Loosely based on a real-life person, that person is Sgt. Maj. Charles Coward (obviously, played by Bogarde). Coward had been captured by the Germans while the British were trying to get their troops out of France before Dunkirk in the spring of 1940, and with a bunch of other soldiers sent to one or another of the POW camps that the Nazis had set up. Of course, like all good officers, Coward has a duty to try to escape, and his first escape is in France, where, at least in the movie, he's mistaken for a German officer and awarded the Iron Cross!
For this, Coward gets sent to Stalag VIII-B, a POW camp in what is now southern Poland, although at the time it was the very eastern portions of Germany. Coward continues his escape attempts, bribing Nazi guards for the materials necessary to build a giant tunnel out of the camp and on to the Czech protectorate, and hopefully to freedom somewhere. The POWs are used to do work details, and this along with more bribes enables Coward to get out and go to the nearby village, where he meets up with optometrist Irena (Maria Perschy), who is a member of the Underground. In the movie, Coward and Irena fall in love, although this is one of the many things in the movie that did not happen in real life.
Eventually, it comes time for the escape, although one of the things making it more difficult is the fact that most of the prisoners speak no German. At least some of them speak languages of one or another Nazi-occupied country, especially French, which enables them to fake work permits claiming these folks are from France. But not being able to speak German is still a real problem, especially for Coward. And not that any of the men in the POW camp could have known it, but their escape was planned for a date only a few months before the camps were liberated.
To be honest, there's not all that much to the plot of The Password is Courage; it could easily be summed up as "soldiers get captured and constantly try to break out of POW camp". That having been said, for the genre it's pretty well done. If it's not well known today, that I think is down to the fact that it was made by MGM's British unit with Dirk Bogarde being the only really well known name, and even he wasn't that big a star here in the States. And with a looming trend toward bigger war movies with action and color photography, it's no wonder The Password Is Courage fell by the wayside.

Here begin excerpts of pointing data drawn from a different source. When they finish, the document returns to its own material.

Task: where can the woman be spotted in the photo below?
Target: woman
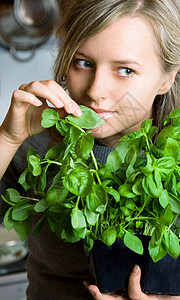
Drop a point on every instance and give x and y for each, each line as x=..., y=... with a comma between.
x=122, y=59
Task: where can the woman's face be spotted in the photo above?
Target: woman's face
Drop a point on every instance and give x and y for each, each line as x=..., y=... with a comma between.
x=118, y=74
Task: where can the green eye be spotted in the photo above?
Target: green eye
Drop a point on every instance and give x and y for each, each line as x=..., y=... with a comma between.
x=82, y=63
x=125, y=72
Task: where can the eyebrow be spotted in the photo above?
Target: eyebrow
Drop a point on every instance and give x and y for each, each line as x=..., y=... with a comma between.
x=121, y=62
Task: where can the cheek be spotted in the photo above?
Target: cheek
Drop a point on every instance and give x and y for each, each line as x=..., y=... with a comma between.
x=75, y=85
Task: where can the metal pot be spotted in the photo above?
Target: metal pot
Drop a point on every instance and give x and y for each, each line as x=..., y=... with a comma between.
x=26, y=24
x=12, y=249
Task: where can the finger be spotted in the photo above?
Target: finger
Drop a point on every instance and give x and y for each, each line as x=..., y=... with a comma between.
x=97, y=295
x=41, y=93
x=69, y=105
x=134, y=287
x=20, y=96
x=55, y=94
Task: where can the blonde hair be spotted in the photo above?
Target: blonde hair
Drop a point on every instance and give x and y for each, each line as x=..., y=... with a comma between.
x=82, y=19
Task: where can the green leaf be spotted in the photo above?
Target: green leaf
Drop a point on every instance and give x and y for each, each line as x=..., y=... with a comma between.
x=88, y=244
x=12, y=196
x=172, y=148
x=175, y=203
x=49, y=118
x=164, y=199
x=152, y=184
x=77, y=218
x=125, y=190
x=146, y=126
x=91, y=217
x=130, y=204
x=8, y=222
x=21, y=211
x=166, y=216
x=40, y=206
x=114, y=161
x=56, y=194
x=53, y=153
x=34, y=164
x=113, y=192
x=84, y=146
x=171, y=242
x=97, y=199
x=88, y=120
x=109, y=236
x=78, y=181
x=30, y=152
x=133, y=242
x=156, y=245
x=22, y=180
x=165, y=166
x=131, y=156
x=23, y=228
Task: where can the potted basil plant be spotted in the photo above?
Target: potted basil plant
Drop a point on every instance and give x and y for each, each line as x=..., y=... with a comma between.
x=126, y=210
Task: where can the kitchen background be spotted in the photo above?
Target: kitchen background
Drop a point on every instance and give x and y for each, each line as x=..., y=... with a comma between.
x=27, y=53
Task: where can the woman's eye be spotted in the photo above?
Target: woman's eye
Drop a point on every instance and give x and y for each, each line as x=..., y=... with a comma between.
x=125, y=72
x=82, y=63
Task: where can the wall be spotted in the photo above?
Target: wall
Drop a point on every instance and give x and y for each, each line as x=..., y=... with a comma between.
x=14, y=73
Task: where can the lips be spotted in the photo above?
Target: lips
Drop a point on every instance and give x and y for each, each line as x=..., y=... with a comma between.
x=104, y=114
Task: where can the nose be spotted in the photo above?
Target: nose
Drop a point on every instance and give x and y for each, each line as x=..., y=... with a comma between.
x=98, y=89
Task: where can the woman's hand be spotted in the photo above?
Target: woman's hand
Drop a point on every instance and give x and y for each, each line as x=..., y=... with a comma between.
x=134, y=290
x=27, y=104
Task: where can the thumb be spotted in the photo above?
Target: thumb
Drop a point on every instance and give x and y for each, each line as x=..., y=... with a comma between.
x=134, y=287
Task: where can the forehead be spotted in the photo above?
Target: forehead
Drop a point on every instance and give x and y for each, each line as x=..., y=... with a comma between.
x=132, y=37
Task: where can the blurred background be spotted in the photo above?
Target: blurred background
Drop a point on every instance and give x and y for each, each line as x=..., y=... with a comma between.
x=27, y=52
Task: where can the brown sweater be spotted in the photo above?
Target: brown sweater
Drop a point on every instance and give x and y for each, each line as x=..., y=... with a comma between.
x=56, y=269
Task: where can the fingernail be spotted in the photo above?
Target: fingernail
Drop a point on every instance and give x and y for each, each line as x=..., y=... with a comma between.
x=59, y=103
x=78, y=112
x=91, y=291
x=38, y=102
x=70, y=108
x=135, y=269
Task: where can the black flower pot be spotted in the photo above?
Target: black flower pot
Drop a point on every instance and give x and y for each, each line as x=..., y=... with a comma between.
x=112, y=265
x=161, y=277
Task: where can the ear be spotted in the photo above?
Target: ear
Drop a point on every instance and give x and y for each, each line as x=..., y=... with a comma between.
x=167, y=82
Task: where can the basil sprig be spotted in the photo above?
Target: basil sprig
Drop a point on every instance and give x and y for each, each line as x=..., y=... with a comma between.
x=137, y=191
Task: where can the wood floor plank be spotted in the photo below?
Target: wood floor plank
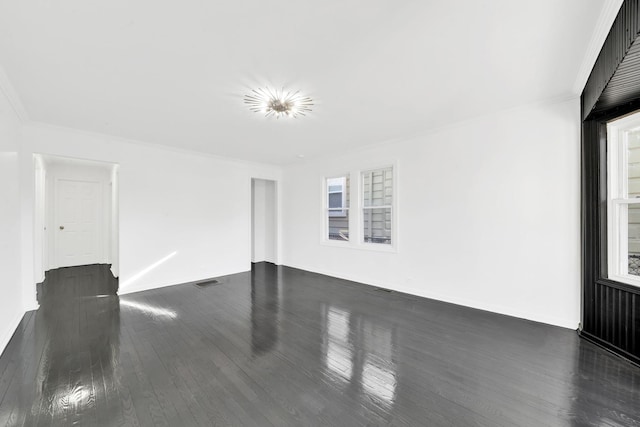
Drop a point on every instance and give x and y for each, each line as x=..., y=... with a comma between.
x=283, y=347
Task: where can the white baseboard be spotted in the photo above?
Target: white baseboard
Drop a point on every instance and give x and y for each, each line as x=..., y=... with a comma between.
x=508, y=311
x=11, y=329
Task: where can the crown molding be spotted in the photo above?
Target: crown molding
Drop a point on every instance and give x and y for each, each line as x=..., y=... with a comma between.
x=12, y=96
x=608, y=14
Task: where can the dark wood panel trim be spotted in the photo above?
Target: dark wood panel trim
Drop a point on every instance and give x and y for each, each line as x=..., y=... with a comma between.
x=619, y=285
x=623, y=33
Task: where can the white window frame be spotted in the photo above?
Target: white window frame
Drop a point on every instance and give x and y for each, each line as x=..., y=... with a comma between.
x=617, y=190
x=342, y=211
x=363, y=207
x=356, y=220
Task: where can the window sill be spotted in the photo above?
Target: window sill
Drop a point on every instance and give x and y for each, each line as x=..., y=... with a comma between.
x=372, y=247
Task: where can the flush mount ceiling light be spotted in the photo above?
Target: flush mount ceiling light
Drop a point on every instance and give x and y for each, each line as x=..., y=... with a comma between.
x=278, y=103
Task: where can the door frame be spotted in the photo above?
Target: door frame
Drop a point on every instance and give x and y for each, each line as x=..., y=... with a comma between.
x=277, y=221
x=100, y=219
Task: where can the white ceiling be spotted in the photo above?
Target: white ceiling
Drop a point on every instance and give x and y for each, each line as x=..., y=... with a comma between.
x=175, y=72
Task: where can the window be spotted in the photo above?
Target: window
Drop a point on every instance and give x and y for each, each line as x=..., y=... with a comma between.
x=623, y=198
x=377, y=200
x=337, y=208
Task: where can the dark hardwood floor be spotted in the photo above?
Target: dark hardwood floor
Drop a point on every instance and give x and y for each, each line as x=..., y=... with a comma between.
x=283, y=347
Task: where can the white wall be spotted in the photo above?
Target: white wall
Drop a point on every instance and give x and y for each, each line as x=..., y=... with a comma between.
x=183, y=216
x=264, y=218
x=114, y=245
x=11, y=308
x=64, y=169
x=488, y=215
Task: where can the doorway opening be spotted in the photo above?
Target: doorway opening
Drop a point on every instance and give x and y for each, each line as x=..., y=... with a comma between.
x=264, y=221
x=76, y=214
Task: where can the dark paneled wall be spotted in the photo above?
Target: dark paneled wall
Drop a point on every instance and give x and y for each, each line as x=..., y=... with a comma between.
x=611, y=310
x=623, y=34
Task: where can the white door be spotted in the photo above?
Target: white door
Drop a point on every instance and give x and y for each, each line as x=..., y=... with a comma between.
x=77, y=227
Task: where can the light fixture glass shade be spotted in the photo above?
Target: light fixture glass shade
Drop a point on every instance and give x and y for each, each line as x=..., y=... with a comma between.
x=278, y=103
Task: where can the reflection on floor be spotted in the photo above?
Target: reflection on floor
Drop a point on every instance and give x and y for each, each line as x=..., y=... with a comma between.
x=278, y=346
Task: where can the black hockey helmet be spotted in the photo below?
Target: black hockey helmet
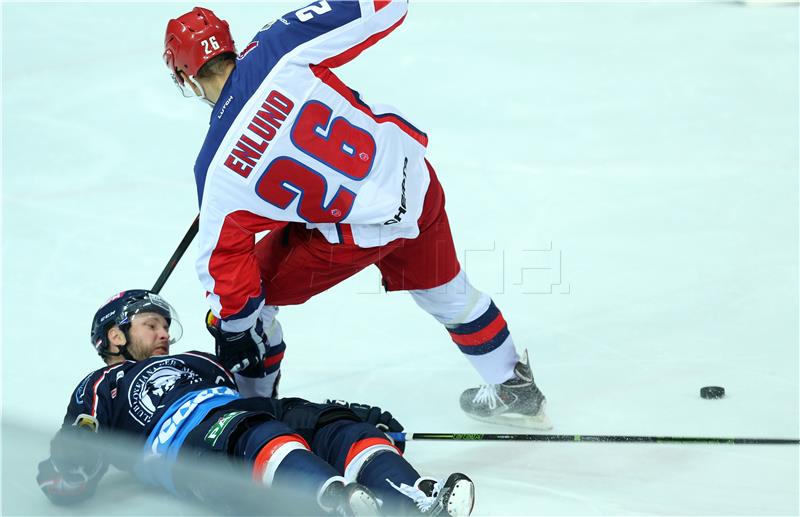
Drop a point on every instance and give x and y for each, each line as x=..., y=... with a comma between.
x=120, y=310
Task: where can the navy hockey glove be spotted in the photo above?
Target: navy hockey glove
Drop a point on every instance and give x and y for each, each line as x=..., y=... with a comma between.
x=374, y=415
x=240, y=352
x=75, y=466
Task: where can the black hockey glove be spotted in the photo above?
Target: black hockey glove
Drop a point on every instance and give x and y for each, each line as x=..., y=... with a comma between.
x=75, y=466
x=374, y=415
x=240, y=352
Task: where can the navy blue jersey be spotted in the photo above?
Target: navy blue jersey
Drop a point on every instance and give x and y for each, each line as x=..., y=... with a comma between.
x=132, y=397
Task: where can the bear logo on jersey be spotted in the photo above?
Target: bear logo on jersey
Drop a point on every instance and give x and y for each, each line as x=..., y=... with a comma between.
x=153, y=383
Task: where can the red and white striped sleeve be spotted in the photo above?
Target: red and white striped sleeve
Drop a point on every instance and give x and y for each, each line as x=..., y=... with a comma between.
x=355, y=32
x=227, y=266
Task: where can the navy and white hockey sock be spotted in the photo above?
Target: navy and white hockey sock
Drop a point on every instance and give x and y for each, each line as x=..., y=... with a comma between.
x=383, y=469
x=475, y=324
x=487, y=343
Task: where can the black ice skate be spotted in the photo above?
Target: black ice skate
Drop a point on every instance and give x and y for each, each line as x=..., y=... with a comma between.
x=351, y=499
x=453, y=497
x=516, y=402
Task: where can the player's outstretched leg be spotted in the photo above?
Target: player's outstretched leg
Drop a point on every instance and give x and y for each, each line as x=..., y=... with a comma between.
x=364, y=455
x=510, y=395
x=454, y=496
x=348, y=498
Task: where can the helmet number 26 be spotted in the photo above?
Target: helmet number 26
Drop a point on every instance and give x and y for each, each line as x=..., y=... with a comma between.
x=210, y=45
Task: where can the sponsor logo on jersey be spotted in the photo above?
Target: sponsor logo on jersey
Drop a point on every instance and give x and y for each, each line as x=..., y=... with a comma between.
x=152, y=384
x=247, y=49
x=401, y=210
x=224, y=106
x=172, y=424
x=253, y=143
x=80, y=392
x=215, y=432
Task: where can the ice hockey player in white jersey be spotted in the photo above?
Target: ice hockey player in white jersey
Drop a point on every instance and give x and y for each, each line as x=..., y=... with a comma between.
x=342, y=184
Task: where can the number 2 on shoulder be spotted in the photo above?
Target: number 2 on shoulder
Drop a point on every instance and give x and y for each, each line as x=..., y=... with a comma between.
x=308, y=13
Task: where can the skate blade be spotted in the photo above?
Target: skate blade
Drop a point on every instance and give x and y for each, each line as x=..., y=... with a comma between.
x=540, y=422
x=363, y=504
x=461, y=499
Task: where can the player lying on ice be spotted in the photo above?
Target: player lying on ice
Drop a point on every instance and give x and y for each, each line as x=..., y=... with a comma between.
x=343, y=183
x=186, y=407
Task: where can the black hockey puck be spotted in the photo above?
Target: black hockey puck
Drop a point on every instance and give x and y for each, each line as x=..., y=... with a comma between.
x=712, y=392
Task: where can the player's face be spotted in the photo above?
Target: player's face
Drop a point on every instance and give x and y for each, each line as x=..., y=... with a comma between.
x=149, y=336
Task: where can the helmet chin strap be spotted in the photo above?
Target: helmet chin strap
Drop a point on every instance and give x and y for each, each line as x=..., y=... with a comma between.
x=123, y=349
x=189, y=92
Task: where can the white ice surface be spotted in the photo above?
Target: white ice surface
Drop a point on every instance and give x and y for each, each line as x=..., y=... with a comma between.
x=621, y=178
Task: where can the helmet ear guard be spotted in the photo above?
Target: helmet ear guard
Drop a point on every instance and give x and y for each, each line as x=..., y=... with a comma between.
x=192, y=40
x=121, y=309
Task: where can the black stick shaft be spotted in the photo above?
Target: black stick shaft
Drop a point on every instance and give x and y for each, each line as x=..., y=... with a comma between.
x=176, y=257
x=589, y=438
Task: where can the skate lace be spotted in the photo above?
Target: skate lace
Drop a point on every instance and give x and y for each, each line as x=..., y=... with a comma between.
x=487, y=394
x=424, y=503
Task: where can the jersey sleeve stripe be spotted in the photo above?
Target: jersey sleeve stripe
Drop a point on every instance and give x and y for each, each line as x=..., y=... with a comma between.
x=233, y=268
x=354, y=51
x=328, y=77
x=95, y=396
x=215, y=363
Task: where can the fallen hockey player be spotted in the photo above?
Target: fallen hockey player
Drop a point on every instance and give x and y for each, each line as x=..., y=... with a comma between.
x=186, y=407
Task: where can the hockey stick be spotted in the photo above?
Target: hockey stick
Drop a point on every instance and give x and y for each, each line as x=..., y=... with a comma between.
x=179, y=251
x=405, y=437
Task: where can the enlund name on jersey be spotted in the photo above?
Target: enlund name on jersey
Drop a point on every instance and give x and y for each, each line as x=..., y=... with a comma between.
x=290, y=142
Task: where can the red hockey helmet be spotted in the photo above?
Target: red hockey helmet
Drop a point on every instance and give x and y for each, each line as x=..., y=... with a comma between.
x=193, y=39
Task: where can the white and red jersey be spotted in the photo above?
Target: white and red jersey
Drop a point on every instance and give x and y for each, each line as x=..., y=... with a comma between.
x=288, y=141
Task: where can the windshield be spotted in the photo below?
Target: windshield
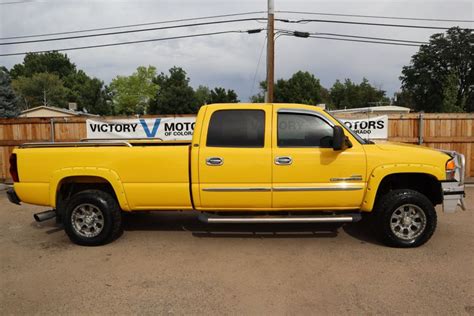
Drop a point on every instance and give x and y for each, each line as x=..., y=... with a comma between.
x=356, y=136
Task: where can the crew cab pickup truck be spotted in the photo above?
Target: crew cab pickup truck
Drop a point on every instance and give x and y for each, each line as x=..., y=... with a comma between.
x=246, y=163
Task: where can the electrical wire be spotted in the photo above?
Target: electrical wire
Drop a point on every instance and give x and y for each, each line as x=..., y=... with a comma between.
x=134, y=25
x=376, y=16
x=125, y=43
x=354, y=36
x=368, y=23
x=132, y=31
x=363, y=41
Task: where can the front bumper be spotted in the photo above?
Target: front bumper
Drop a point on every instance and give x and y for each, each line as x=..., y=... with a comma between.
x=453, y=191
x=12, y=197
x=453, y=195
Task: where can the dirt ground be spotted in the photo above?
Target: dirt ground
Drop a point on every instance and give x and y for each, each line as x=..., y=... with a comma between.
x=170, y=263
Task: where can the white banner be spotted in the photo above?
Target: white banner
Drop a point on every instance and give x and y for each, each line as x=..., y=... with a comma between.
x=181, y=128
x=369, y=128
x=165, y=128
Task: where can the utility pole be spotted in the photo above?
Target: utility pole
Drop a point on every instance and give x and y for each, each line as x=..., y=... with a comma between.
x=270, y=51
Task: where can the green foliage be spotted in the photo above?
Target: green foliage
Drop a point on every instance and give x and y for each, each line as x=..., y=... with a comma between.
x=175, y=95
x=220, y=95
x=50, y=62
x=8, y=99
x=87, y=92
x=302, y=87
x=352, y=95
x=131, y=94
x=40, y=89
x=440, y=77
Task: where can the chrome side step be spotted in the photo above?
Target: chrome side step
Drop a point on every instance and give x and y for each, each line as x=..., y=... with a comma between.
x=346, y=218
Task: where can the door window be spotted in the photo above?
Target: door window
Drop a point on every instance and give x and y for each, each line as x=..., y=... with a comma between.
x=236, y=128
x=303, y=130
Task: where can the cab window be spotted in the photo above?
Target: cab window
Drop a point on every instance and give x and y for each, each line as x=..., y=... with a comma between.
x=303, y=130
x=236, y=128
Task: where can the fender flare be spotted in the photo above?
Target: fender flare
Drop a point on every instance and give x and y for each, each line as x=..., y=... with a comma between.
x=380, y=172
x=107, y=174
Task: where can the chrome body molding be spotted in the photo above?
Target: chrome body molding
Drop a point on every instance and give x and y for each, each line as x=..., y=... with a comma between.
x=351, y=178
x=238, y=189
x=283, y=189
x=321, y=188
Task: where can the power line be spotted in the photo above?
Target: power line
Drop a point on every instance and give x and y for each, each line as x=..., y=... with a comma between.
x=362, y=41
x=352, y=36
x=376, y=16
x=134, y=25
x=16, y=2
x=367, y=23
x=132, y=31
x=131, y=42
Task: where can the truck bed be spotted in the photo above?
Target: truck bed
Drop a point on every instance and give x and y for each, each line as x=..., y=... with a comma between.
x=149, y=172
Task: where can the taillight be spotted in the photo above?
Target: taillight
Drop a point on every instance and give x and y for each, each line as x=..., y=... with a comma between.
x=14, y=168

It also doesn't help to look up Charles Coward, as doing so turns the movie from a well-made example of a genre into something formulaic that ignore's a much more interesting true story. The work camp where Coward was sent was not far from Auschwitz, and the real-life Coward spoke German, which made him useful as a liaison between the German authorities and the soldiers and Red Cross. Coward got himself smuggled into Auschwitz, and used the papers and effects of dead soldiers and laborers to smuggle Jews out of Auschwitz. That, rather than a straightforward attempted escape story, seems like it would be for more worthy of a movie, although I suppose in the early 1960s that wouldn't have been considered commercial enough.